Two outstanding first courses are the raw tuna and the yellowtail. The tuna is done tataki-style: rolled in ground fennel and mustard seed, flash-seared and cut in paper-thin squares. The spice crust gives just the right tiny crunch, and shavings of radish add a peppery bite. The tuna is topped with a sweet, crispy confit of shallots and a champagne vinaigrette. Yellowtail-the king of raw fish-is also cut in thin slices and sprinkled with chopped clementines, sea salt, ground toasted fennel, slivered black olives and strands of fresh fennel. This is one of my all-out favorites, and there you have the recipe! You can make it at home. The trick is to eat these dishes as slowly as you can, in small mouthfuls, to make them last.
As a nod to meat eaters, there are a couple of non-fish dishes on the menu, which changes daily. One evening a contrarian friend, being in a seafood restaurant, decided to order anything but fish. He began with raviolini made from a silky pasta dough filled with fresh sheep’s milk and served with braised veal breast and truffle oil. He followed that with RM’s version of steak and potatoes: pan-roasted onglet with braised short rib jus, mushrooms and whipped potatoes. The steak, which had been marinated in red wine with garlic and rosemary, was cut in rare, beefy slices.
The argument over which comes first, cheese or dessert, is resolved by a section of the menu that offers both at once. A warm walnut date torte comes with a ripened piece of Saint-Nectaire, a rather dry doughnut is accompanied by a powerful goat’s cheese, and a gooey chocolate mousse is served alongside a Vermont bonne bouche.
With dessert comes the tea menu, which the captain treats like a wine list: “This Darjeeling is the Chateau Petrus of Assam, grown on the south side of the hill,” he said one evening, “I suggest green tea with the apple tarte tatin, assam with the hazelnut s’more pie … each tea gets up to four steepings.” If s’mores suggest anything besides a campfire and a stick, it’s a can of root beer.

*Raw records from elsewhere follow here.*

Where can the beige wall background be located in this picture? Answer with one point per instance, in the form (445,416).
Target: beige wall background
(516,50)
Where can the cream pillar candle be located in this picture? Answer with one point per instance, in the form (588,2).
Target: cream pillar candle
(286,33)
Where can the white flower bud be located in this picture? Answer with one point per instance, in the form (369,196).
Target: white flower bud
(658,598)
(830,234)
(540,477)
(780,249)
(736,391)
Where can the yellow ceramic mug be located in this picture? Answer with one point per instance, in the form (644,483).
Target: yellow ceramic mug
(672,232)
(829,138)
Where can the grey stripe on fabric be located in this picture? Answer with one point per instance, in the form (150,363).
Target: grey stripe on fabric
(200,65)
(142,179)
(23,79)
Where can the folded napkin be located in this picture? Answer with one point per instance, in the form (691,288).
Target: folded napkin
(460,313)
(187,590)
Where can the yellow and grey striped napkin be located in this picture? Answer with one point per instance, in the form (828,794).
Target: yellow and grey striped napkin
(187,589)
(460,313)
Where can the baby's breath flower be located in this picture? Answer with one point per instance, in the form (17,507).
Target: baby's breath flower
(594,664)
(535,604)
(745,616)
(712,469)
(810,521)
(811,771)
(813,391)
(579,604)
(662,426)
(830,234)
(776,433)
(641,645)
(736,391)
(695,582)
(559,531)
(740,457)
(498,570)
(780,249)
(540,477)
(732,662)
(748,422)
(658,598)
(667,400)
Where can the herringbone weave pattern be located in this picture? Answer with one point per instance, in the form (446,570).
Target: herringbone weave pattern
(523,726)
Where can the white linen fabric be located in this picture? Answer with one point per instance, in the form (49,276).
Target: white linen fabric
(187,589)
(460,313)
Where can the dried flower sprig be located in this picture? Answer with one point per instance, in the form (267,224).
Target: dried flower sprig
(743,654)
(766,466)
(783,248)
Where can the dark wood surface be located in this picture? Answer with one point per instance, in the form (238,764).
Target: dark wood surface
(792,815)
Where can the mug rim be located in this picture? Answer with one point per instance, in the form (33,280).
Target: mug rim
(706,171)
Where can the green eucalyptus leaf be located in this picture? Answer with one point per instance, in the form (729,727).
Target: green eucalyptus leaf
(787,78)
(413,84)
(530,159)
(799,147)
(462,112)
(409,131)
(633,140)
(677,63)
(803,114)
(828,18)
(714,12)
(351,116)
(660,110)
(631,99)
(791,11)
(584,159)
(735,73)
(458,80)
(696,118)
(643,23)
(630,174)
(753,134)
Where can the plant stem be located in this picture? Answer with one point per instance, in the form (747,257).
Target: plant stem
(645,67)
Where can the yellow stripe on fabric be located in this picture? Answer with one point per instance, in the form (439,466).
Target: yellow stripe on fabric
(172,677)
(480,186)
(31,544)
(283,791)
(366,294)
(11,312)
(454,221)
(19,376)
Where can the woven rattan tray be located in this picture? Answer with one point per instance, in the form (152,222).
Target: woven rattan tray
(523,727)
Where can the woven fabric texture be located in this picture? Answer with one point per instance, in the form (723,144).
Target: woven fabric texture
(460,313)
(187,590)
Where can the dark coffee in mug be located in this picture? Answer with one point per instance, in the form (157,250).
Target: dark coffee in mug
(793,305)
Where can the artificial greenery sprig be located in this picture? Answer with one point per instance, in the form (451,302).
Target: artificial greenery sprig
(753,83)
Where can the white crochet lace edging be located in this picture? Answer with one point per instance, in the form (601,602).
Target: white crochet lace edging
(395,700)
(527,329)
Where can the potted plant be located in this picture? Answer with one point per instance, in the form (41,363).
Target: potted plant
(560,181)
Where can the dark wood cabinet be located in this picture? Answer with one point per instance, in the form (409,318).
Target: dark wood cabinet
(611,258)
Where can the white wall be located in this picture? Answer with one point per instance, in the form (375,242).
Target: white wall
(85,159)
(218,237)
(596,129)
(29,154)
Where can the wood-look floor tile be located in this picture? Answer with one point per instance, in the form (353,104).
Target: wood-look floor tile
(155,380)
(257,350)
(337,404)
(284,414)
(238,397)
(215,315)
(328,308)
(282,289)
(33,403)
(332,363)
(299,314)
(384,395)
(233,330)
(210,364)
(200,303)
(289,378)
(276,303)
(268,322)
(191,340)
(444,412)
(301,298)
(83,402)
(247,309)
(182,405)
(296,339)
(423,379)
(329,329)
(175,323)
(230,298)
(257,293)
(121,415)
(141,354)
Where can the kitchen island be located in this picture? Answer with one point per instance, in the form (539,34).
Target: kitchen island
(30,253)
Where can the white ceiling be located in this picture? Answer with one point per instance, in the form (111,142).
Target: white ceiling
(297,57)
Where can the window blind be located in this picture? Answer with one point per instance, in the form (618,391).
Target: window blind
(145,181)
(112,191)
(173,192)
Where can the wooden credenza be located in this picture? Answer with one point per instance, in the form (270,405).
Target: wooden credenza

RM refines this American classic while remaining true to its spirit with a hazelnut graham cracker, chocolate ganache and toasted (homemade) marshmallow served with Ovaltine ice cream. The kitchen also turns out a wonderful brandied pear crisp with ginger butterscotch, sesame crackling and basil oil, and a creamsicle made with passion fruit that comes with pineapple beignets. Rice Krispies show up in a pillbox with chocolate, filled with banana and served with bourbon pecans and a malted milk. You don’t get desserts like this at the beach.
The lone diner had finished his bottle of wine and now had a glass of tea in front of him, which he was sipping as attentively as if it were the Gevrey-Chambertin. “Are you from California?” I asked. He flushed. “You could tell? I live here half the year around the corner. I was walking by and wondered what this place was, so I just dropped in. What a piece of luck,” he added. “I’ll be back.”